Pair Corralation between Nasdaq-100 Index and Dreyfus Technology
Assuming the 90 days horizon Nasdaq 100 Index Fund is expected to under-perform the Dreyfus Technology. But the mutual fund apears to be less risky and, when comparing its historical volatility, Nasdaq 100 Index Fund is 1.31 times less risky than Dreyfus Technology. The mutual fund trades about -0.08 of its potential returns per unit of risk. The Dreyfus Technology Growth is currently generating about -0.05 of returns per unit of risk over similar time horizon. If you would invest 6,188 in Dreyfus Technology Growth on December 28, 2024 and sell it today you would lose (371.00) from holding Dreyfus Technology Growth or give up 6.0% of portfolio value over 90 days.

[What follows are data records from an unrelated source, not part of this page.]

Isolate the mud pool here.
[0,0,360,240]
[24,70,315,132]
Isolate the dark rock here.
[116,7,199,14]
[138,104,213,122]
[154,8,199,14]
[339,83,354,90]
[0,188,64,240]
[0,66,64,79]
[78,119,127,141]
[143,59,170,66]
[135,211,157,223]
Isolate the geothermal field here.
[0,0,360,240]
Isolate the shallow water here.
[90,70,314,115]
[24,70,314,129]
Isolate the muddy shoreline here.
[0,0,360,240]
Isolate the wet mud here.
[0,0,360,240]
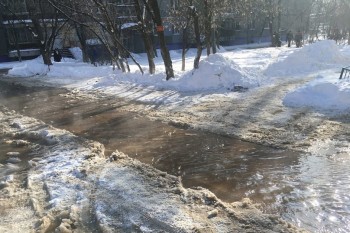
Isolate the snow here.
[0,40,350,231]
[0,40,350,113]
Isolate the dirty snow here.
[0,41,350,232]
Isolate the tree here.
[134,0,156,74]
[0,1,25,62]
[143,0,174,80]
[48,0,143,74]
[25,0,67,65]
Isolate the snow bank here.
[283,75,350,112]
[8,56,49,77]
[174,54,258,91]
[8,55,113,83]
[265,40,346,76]
[69,47,83,61]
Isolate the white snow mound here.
[175,54,258,91]
[265,40,346,76]
[283,75,350,112]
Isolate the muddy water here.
[0,78,350,232]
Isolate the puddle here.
[0,79,350,232]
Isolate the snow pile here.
[8,53,113,84]
[175,54,259,91]
[4,40,350,114]
[283,75,350,112]
[69,47,83,61]
[265,40,346,76]
[8,56,49,77]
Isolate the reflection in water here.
[0,79,350,232]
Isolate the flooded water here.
[0,77,350,232]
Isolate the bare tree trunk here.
[204,0,212,56]
[192,8,202,69]
[134,0,156,74]
[74,22,89,62]
[181,27,188,71]
[144,0,174,80]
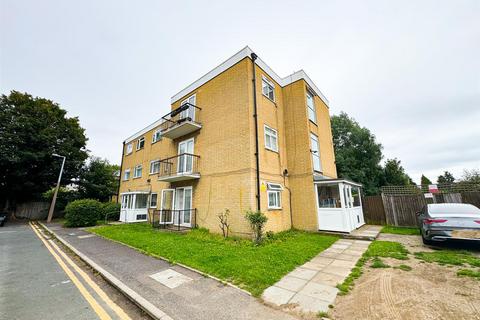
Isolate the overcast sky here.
[0,0,480,182]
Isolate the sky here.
[0,0,480,182]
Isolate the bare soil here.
[330,234,480,320]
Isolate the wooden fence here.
[362,192,480,227]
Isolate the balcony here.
[160,103,202,139]
[158,153,200,182]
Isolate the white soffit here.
[171,46,329,106]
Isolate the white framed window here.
[267,183,283,209]
[152,129,162,143]
[123,169,130,180]
[127,142,133,154]
[310,133,322,171]
[137,137,145,150]
[264,125,278,152]
[133,164,142,178]
[150,193,158,208]
[150,160,160,174]
[262,76,275,101]
[307,90,317,123]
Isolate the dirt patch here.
[330,234,480,320]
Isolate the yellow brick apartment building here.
[119,47,363,235]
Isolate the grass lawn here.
[89,223,338,296]
[380,226,420,235]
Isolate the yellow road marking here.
[43,225,131,320]
[30,222,112,320]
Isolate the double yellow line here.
[30,222,131,320]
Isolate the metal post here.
[47,154,66,223]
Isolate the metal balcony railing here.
[158,153,200,181]
[159,103,202,139]
[152,208,197,231]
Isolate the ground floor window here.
[317,184,342,208]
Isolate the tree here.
[331,112,383,195]
[0,91,88,207]
[383,158,412,186]
[420,174,432,186]
[437,171,455,184]
[77,157,120,201]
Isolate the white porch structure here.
[120,191,150,222]
[314,179,365,232]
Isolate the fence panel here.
[362,196,387,225]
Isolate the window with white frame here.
[307,90,317,123]
[262,76,275,101]
[310,133,322,171]
[150,160,160,174]
[150,193,158,208]
[123,169,130,180]
[137,137,145,150]
[264,125,278,152]
[127,142,133,154]
[267,183,283,209]
[133,164,142,178]
[152,129,162,143]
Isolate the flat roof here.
[124,46,329,143]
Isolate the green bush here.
[65,199,102,228]
[98,202,120,221]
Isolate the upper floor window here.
[127,142,133,154]
[152,129,162,143]
[267,183,283,209]
[264,125,278,152]
[310,133,322,171]
[262,77,275,101]
[123,169,130,180]
[137,137,145,150]
[133,164,142,178]
[307,90,317,123]
[150,160,160,174]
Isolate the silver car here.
[417,203,480,244]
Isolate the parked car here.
[417,203,480,244]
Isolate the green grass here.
[337,240,408,295]
[380,226,420,235]
[457,269,480,280]
[90,223,338,296]
[415,250,480,267]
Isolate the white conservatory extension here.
[314,179,365,232]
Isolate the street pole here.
[47,154,66,223]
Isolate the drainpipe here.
[117,141,125,203]
[251,52,260,211]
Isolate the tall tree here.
[383,158,412,186]
[331,112,383,194]
[437,171,455,184]
[0,91,88,206]
[77,157,120,201]
[420,174,432,186]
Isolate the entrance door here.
[174,187,192,227]
[160,189,175,224]
[180,95,196,121]
[177,138,194,173]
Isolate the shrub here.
[245,210,268,244]
[98,202,120,221]
[65,199,102,228]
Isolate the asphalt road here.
[0,223,149,320]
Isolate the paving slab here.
[262,239,370,313]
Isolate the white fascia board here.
[124,118,165,144]
[170,46,329,107]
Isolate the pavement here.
[47,224,295,320]
[0,222,98,320]
[262,239,371,313]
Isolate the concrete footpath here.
[47,223,295,320]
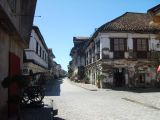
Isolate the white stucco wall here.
[25,30,48,68]
[96,33,160,58]
[0,28,24,119]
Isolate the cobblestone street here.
[46,78,160,120]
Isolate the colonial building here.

Time Period | 3 Months [change] |
Direction | Moves Together |
Strength | Very Strong |
Accuracy | 100.0% |
Values | Daily Returns |
Nasdaq 100 Index Fund vs. Dreyfus Technology Growth
Performance |
Timeline |
Nasdaq 100 Index |
Dreyfus Technology Growth |
Nasdaq-100 Index and Dreyfus Technology Volatility Contrast
Predicted Return Density |
Returns |
Pair Trading with Nasdaq-100 Index and Dreyfus Technology
The main advantage of trading using opposite Nasdaq-100 Index and Dreyfus Technology positions is that it hedges away some unsystematic risk. Because of two separate transactions, even if Nasdaq-100 Index position performs unexpectedly, Dreyfus Technology can make up some of the losses. Pair trading also minimizes risk from directional movements in the market. For example, if an entire industry or sector drops because of unexpected headlines, the short position in Dreyfus Technology will offset losses from the drop in Dreyfus Technology's long position.Nasdaq-100 Index vs. Goldman Sachs Short | Nasdaq-100 Index vs. Flexible Bond Portfolio | Nasdaq-100 Index vs. Federated Municipal Ultrashort | Nasdaq-100 Index vs. Ambrus Core Bond |
Dreyfus Technology vs. Angel Oak Financial | Dreyfus Technology vs. Fidelity Advisor Financial | Dreyfus Technology vs. Goldman Sachs Financial | Dreyfus Technology vs. John Hancock Financial |
Check out your portfolio center.Note that this page's information should be used as a complementary analysis to find the right mix of equity instruments to add to your existing portfolios or create a brand new portfolio. You can also try the Global Correlations module to find global opportunities by holding instruments from different markets.